The center of a category $C$ is the monoid $Z(C)=\mathrm{End}_{[C,C]}(\mathrm{id}_C)$. Thus it consists of all families of endomorphisms $M \to M$ of objects $M \in C$, such that for every morphism $M \to N$ the resulting diagram commutes. If $C$ is an $Ab$-category, this actually becomes a ring. For example, the center of $\mathrm{Mod}(A)$ is the center of $A$, if $A$ is a (noncommutative) ring.

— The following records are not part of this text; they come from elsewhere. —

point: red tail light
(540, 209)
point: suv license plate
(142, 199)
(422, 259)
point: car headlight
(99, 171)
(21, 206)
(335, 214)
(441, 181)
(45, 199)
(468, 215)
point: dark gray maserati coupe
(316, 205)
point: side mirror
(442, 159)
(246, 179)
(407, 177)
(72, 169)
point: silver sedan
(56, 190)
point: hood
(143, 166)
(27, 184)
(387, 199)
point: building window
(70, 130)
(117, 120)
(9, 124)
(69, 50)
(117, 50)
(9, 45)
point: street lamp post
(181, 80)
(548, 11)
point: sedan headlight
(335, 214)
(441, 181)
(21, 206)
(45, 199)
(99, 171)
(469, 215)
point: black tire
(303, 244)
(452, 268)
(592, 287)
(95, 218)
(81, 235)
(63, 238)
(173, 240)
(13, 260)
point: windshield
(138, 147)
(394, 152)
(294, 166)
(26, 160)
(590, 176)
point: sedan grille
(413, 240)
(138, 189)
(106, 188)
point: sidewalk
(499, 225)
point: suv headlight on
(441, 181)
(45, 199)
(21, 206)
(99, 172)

Now my question is: What is the center of the category of quasi-coherent modules $\mathrm{Qcoh}(X)$ on a scheme $X$? Observe that there is a natural map $\Gamma(X,\mathcal{O}_X) \to Z(\mathrm{Qcoh}(X))$, mapping a global section to the endomorphisms of the quasi-coherent modules which are given by multiplication with this section. Also, there is a natural map $Z(\mathrm{Qcoh}(X)) \to \Gamma(X,\mathcal{O}_X)$, which takes a compatible family of endomorphisms to the image of the global section $1$ in $\mathcal{O}_X$. The composite $\Gamma(X,\mathcal{O}_X) \to Z(\mathrm{Qcoh}(X)) \to \Gamma(X,\mathcal{O}_X)$ is the identity, but what about the other composite? If $X$ is affine, it also turns out to be the identity.
In the end of his thesis about the Reconstruction Theorem, Gabriel proves that $\Gamma(X,\mathcal{O}_X) \to Z(\mathrm{Qcoh}(X))$ is an isomorphism if $X$ is a noetherian scheme (using recollements of localizing subcategories). I'm pretty sure that the proof just uses that $X$ is quasi-compact and quasi-separated. Now what about the general case?
Note that this is about the reconstruction of the structure sheaf $\mathcal{O}_X$ from $X$. Also note that Rosenberg claims in Reconstruction of schemes that this is possible for arbitrary schemes. But if I understand correctly, Rosenberg uses a structure sheaf on the spectrum of an abelian category which avoids the above problems and uses $Z(\mathrm{Mod}(X))=\Gamma(X,\mathcal{O}_X)$, which is certainly true (use extensions by zero), but doesn't yield the result for $\mathrm{Qcoh}(X)$. But I'm not sure because Rosenberg refers to a proof step (a4) which is not there.
Edit: Angelo has proven the result below if $X$ is quasi-separated. Now what happens if $X$ is not quasi-separated? In that case, $\mathrm{Qcoh}(X)$ might have not "enough" objects, which makes the question much harder (and perhaps also less interesting).
Best Answer
In the case of a quasi-separated scheme, the center of the category of quasi-coherent sheaves is $\mathcal O(X)$. Suppose that $f$ is in the center. Let $a \in \mathcal O(X)$ be the scalar that describes the action of $f$ on $\mathcal O_X$; it is enough to show that if $a = 0$ then $f = 0$. Suppose that $M$ is a quasi-coherent sheaf, and that $s$ is a section of $M$ over an open subscheme $U$ of $X$; we need to show that $f_M(s) = 0$. Call $j\colon U \to X$ the embedding; then $j$ is quasi-compact, because $X$ is quasi-separated, so $\overline M := j_*(M\mid_U)$ is quasi-coherent. The adjuntion map $M \to \overline M$ induces an isomophism $M(U) \simeq \overline M(U)$. Call $\overline s$ the image of $s$ in $\overline M$; is enough to show that $f_{\overline M}\overline s = 0$. But $\overline s$ extends to all of $X$, so it in the image of a map $\mathcal O_X \to \overline M$, and the thesis follows.